To specify an IPv6 numeric address for a host, wrap it using square brackets like “
[3ffe:2900:e00c:ffee::1234]
:file” to disambiguate the colons used in the IPv6 address from the colon separating the host and the filename. mode
transfer-mode- Set the mode for transfers; transfer-mode may be one of ascii or binary. The default is binary.
packetdrop [arg]
- Randomly drop arg out of 100 packets during a transfer. This is a debugging feature.
put
file [[host:]remotename]put
file1 file2 ... fileN [[host:]remote-directory]- Put a file or set of files to the remote host. When
remotename is specified, the file is stored remotely
as remotename, otherwise the original filename is
used. If the remote-directory argument is used, the
remote host is assumed to be a UNIX machine. To
specify an IPv6 numeric address for a host, see the
example under the
get
command. options
[arg]- Enable or disable support for TFTP options. The valid values of
arg are
on
(enable RFC 2347 options),off
(disable RFC 2347 options), andextra
(toggle support for non-RFC defined options). quit
- Exit
tftp
. An end of file also exits. rexmt
retransmission-timeout- Set the per-packet retransmission timeout, in seconds.
rollover [arg]
- Specify the rollover option in TFTP Read Request or Write Request packets. After 65535 packets have been transmitted, set the block counter to arg. Valid values of arg are 0 and 1. This is a non-standard TFTP option.
status
- Show current status.
timeout
total-transmission-timeout- Set the total transmission timeout, in seconds.
trace
- Toggle packet tracing.
verbose
- Toggle verbose mode.
SEE ALSO
The following RFC's are supported:
RFC 1350: The TFTP Protocol (Revision 2).

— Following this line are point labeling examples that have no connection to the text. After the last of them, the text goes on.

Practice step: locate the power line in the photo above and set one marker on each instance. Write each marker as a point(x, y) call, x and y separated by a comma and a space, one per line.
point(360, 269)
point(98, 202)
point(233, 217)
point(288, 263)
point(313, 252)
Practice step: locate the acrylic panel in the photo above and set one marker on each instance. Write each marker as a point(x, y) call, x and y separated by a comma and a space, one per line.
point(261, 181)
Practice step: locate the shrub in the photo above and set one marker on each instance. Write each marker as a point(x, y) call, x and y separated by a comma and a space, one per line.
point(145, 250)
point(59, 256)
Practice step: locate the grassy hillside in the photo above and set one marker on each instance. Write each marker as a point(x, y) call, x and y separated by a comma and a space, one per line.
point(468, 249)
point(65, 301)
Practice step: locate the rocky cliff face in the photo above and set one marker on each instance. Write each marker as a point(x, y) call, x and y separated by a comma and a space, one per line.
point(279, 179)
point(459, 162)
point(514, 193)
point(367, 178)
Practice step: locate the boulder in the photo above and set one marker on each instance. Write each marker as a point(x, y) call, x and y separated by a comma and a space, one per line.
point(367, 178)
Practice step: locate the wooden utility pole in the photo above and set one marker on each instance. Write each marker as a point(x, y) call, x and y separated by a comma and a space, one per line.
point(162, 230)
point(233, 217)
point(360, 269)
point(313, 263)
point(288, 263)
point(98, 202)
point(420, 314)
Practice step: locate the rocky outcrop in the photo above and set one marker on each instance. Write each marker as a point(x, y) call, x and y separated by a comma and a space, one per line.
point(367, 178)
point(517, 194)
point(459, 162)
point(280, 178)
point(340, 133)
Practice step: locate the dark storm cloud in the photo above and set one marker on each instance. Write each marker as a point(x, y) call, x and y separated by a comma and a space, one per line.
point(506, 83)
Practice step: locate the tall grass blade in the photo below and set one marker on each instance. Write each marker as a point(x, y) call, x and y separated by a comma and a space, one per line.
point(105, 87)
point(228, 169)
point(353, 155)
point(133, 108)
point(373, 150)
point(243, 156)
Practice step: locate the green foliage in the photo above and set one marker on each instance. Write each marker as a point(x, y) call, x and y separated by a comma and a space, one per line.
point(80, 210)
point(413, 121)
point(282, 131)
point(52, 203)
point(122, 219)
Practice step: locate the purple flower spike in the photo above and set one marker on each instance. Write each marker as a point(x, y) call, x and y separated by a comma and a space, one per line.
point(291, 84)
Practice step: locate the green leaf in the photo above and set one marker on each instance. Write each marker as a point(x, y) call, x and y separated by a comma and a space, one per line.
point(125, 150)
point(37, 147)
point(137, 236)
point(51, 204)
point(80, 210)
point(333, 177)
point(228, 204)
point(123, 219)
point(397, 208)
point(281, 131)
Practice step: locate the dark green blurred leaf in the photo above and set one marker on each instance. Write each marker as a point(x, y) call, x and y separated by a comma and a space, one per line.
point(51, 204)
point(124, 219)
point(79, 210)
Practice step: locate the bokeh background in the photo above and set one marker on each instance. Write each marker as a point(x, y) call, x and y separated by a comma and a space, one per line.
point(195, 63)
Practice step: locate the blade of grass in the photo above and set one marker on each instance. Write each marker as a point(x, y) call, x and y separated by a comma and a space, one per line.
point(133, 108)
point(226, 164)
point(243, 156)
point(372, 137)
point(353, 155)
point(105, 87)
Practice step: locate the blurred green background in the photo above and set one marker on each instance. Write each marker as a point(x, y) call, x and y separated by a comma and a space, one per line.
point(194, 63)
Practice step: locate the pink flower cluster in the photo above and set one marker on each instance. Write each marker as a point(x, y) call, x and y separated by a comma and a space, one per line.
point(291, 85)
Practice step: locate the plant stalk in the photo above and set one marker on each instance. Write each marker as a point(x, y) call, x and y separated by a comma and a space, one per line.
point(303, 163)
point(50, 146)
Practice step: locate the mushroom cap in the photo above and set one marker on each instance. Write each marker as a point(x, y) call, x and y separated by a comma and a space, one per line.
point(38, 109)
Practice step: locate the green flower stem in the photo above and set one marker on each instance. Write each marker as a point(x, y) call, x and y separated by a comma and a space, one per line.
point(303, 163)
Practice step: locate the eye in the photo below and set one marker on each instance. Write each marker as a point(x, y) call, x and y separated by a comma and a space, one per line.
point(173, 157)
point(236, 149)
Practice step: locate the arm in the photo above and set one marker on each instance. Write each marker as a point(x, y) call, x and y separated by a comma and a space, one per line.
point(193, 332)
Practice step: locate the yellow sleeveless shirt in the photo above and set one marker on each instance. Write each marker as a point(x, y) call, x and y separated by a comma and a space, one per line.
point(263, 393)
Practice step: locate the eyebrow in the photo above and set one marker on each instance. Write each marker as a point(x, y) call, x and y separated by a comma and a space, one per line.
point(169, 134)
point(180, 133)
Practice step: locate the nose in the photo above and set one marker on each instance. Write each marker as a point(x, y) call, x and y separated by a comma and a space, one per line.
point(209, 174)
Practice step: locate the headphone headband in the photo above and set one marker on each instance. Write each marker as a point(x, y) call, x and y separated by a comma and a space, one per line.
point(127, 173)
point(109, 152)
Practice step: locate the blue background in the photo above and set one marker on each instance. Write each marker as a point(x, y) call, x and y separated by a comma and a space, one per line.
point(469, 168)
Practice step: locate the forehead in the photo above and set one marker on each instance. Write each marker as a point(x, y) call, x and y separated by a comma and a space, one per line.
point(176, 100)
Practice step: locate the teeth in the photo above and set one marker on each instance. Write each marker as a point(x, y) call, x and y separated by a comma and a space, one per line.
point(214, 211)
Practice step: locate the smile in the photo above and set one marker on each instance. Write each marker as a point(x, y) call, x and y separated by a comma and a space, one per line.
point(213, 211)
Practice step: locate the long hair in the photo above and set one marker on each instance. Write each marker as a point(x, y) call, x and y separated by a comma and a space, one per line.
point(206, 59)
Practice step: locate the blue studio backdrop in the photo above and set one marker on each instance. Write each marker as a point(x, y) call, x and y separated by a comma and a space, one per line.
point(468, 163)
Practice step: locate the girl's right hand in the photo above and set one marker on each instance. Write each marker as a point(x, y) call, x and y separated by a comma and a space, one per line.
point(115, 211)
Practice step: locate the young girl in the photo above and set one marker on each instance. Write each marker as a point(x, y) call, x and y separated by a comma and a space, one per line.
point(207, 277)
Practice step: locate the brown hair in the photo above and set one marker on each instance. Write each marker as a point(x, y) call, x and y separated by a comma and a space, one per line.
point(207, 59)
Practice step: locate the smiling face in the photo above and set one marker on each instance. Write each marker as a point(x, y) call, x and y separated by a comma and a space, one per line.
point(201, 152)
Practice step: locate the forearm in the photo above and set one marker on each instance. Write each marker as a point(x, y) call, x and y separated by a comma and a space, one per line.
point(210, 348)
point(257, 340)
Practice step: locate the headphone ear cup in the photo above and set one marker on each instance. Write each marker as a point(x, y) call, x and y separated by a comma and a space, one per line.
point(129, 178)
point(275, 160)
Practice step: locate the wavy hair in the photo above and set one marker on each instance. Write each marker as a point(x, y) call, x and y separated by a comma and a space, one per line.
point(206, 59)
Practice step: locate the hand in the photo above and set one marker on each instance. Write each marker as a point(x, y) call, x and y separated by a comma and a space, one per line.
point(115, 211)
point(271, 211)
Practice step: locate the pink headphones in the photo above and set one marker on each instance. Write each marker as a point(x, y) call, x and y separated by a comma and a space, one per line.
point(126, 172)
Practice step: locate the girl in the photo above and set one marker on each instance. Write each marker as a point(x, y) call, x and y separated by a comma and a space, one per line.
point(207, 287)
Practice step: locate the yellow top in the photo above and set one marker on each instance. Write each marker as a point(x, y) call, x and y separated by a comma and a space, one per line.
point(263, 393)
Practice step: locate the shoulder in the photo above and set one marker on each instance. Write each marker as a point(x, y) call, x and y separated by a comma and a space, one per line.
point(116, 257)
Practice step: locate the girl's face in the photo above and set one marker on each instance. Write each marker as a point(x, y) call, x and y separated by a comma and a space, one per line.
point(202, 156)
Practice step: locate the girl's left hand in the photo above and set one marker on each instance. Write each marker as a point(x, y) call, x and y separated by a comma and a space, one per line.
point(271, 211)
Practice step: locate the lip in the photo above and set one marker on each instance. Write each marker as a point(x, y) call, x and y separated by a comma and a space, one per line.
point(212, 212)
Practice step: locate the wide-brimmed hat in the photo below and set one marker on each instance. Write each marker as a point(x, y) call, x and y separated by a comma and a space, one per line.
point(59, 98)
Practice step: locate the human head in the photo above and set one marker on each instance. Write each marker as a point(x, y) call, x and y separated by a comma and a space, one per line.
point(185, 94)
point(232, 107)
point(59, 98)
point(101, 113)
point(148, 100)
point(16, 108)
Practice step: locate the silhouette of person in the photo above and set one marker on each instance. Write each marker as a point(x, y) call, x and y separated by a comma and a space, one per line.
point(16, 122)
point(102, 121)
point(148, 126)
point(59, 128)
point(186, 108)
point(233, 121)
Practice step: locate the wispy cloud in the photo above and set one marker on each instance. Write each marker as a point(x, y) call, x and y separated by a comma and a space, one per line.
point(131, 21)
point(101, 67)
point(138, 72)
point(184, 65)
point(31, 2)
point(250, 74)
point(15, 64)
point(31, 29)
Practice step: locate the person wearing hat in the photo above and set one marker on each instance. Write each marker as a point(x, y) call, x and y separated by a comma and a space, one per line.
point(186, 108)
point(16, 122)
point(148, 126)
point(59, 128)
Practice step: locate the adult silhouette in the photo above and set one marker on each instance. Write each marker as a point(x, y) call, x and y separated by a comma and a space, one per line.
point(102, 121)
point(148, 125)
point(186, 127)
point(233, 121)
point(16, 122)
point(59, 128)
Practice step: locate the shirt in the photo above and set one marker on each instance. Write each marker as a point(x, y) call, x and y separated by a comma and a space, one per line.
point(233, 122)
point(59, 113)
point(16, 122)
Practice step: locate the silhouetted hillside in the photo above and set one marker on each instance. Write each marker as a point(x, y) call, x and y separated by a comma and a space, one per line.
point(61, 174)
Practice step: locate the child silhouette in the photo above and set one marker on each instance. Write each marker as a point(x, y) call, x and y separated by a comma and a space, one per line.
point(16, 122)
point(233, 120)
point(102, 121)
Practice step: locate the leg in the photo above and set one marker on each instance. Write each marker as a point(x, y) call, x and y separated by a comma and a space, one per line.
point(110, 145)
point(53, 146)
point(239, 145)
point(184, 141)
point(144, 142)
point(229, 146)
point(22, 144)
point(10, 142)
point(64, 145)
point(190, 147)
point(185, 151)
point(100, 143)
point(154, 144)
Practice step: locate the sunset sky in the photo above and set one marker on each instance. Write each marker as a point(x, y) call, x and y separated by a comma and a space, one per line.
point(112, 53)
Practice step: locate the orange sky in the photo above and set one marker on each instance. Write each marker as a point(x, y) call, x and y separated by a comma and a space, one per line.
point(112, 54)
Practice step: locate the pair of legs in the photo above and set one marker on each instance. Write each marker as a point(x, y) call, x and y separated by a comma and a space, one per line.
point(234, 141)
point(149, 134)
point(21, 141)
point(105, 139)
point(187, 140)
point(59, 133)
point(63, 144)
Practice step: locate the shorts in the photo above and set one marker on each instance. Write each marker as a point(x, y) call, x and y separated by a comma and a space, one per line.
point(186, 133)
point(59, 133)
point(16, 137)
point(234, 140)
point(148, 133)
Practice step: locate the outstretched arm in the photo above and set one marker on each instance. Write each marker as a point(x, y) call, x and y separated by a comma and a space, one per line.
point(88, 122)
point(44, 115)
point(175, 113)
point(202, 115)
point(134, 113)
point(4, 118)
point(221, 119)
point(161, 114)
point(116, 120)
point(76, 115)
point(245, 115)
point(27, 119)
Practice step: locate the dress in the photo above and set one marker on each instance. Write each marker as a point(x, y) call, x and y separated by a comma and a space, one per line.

RFC 2347: TFTP Option Extension.
RFC 2348: TFTP Blocksize Option.
RFC 2349: TFTP Timeout Interval and Transfer Size Options.
RFC 3617: Uniform Resource Identifier (URI) Scheme and Applicability Statement for the Trivial File Transfer Protocol (TFTP).
The non-standard rollover
and
blksize2
TFTP options are mentioned here:
Extending TFTP, http://www.compuphase.com/tftp.htm.
HISTORY
The tftp
command appeared in
4.3BSD.
Edwin Groothuis <edwin@FreeBSD.org> performed a major
rewrite of the tftpd(8) and tftp
code to support
RFC2348.
NOTES
Because there is no user-login or validation within the TFTP protocol, the remote site will probably have some sort of file-access restrictions in place. The exact methods are specific to each site and therefore difficult to document here.
Files larger than 33488896 octets (65535 blocks) cannot be transferred without client and server supporting the TFTP blocksize option (RFC2348), or the non-standard TFTP rollover option.